José Henrique Lamensdorf wrote:

For some reason, the concept of 'translators being gullible people' has entered the general culture. IMHO this probably stems from numerous desperate bilingual individuals around the world who will undertake a translation job for peanuts in order to - as we say in Brazil - buy milk for their children.


But another one could also be the fact that translators just can't be specialists in everything -- I mean substantive specialists, not translation specialists in a field. Amidst the general corner-cutting proofreaders are cut out of the loop and specialist consultants (professionals from other fields who are bilingual or highly proficient) are no longer consulted. When that happens, the agency will get scoffed at by the same client who had scoffed at the agency's full regular fees, and the agency just might pass that on to the translator.

Yet another is the hackneyed slogan that, 'the customer [or at least 'client'] is always right,' which has no place in a profession. If a non-lawyer (non-jurist for where 'lawyer' implies bar admission and licence to practice) tries to argue a point of law with me when not actually being right (an accountant could be better at tax law, a copyright rep at copyright law, perhaps an economist at some aspects of business law, why not), then I tell him to go sign up at law school and come back after graduating. I'm inclined to do the same in matters of language when faced by amateurs and their demands, but most translators are not.

... Instead, they adopt some kind of coping mechanism wherein every single proofreader or reviewer is right when correcting or evaluating them, no matter that such opinions would be found mutually exclusive of each other in any normal comparison. Okay, I'm exaggerating, but this impression is not without foundation.

Plus, translators allow amateurs to request rewrites without a good reason, and that makes amateurs think they're better writers themselves than translators are.

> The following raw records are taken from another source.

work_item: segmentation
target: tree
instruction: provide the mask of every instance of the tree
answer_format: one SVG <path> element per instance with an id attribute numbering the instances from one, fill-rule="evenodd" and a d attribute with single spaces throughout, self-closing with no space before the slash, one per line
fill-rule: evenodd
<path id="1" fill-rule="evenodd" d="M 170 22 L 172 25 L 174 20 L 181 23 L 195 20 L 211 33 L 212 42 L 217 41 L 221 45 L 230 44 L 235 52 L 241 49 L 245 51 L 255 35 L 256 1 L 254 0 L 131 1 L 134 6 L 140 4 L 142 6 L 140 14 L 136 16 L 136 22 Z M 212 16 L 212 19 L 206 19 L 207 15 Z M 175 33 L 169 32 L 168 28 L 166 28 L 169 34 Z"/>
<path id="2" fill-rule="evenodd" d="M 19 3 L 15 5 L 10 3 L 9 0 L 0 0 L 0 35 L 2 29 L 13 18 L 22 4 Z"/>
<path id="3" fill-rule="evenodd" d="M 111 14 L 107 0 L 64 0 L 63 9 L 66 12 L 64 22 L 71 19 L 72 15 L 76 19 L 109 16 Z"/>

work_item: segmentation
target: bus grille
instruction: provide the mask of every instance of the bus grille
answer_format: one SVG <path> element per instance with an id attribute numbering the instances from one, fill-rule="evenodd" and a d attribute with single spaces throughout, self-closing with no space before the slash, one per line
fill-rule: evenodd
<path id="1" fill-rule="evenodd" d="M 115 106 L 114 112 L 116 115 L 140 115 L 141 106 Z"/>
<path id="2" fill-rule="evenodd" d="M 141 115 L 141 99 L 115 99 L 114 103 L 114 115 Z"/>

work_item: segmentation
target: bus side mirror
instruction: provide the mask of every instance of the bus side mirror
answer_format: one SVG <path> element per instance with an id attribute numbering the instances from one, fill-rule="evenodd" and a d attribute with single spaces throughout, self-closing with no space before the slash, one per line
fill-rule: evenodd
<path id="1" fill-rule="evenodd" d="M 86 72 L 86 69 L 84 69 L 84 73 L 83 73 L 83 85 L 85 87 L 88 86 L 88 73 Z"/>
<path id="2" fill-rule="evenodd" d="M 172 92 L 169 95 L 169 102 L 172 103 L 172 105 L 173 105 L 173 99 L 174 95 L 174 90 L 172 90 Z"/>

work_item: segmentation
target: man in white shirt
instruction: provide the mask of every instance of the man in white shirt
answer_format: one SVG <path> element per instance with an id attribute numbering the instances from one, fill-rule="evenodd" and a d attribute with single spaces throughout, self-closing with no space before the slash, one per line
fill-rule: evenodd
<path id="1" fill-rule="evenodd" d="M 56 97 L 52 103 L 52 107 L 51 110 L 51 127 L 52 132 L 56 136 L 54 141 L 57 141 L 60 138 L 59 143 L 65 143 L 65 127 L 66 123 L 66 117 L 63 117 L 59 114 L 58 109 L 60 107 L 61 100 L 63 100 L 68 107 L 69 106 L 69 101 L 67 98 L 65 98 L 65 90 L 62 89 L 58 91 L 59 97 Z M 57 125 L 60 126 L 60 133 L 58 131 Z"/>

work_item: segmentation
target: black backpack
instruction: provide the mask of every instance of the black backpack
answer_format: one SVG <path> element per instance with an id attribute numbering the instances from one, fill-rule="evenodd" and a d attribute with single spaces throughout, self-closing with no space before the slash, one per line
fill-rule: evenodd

As a result, they stop valuing the translators' education, and they start to think that translators are probably idiots because with all those degrees they know less than whoever requests and gets a rewrite, while an intelligent person having received a comparable amount of education should really be a competent expert.

This is why I'm quite terse with DYI proofreaders and reviewers or professional ones that fail in their roles. (Doesn't apply to people who are just double checking in order to make sure nothing slips or others raising their doubts respectfully.)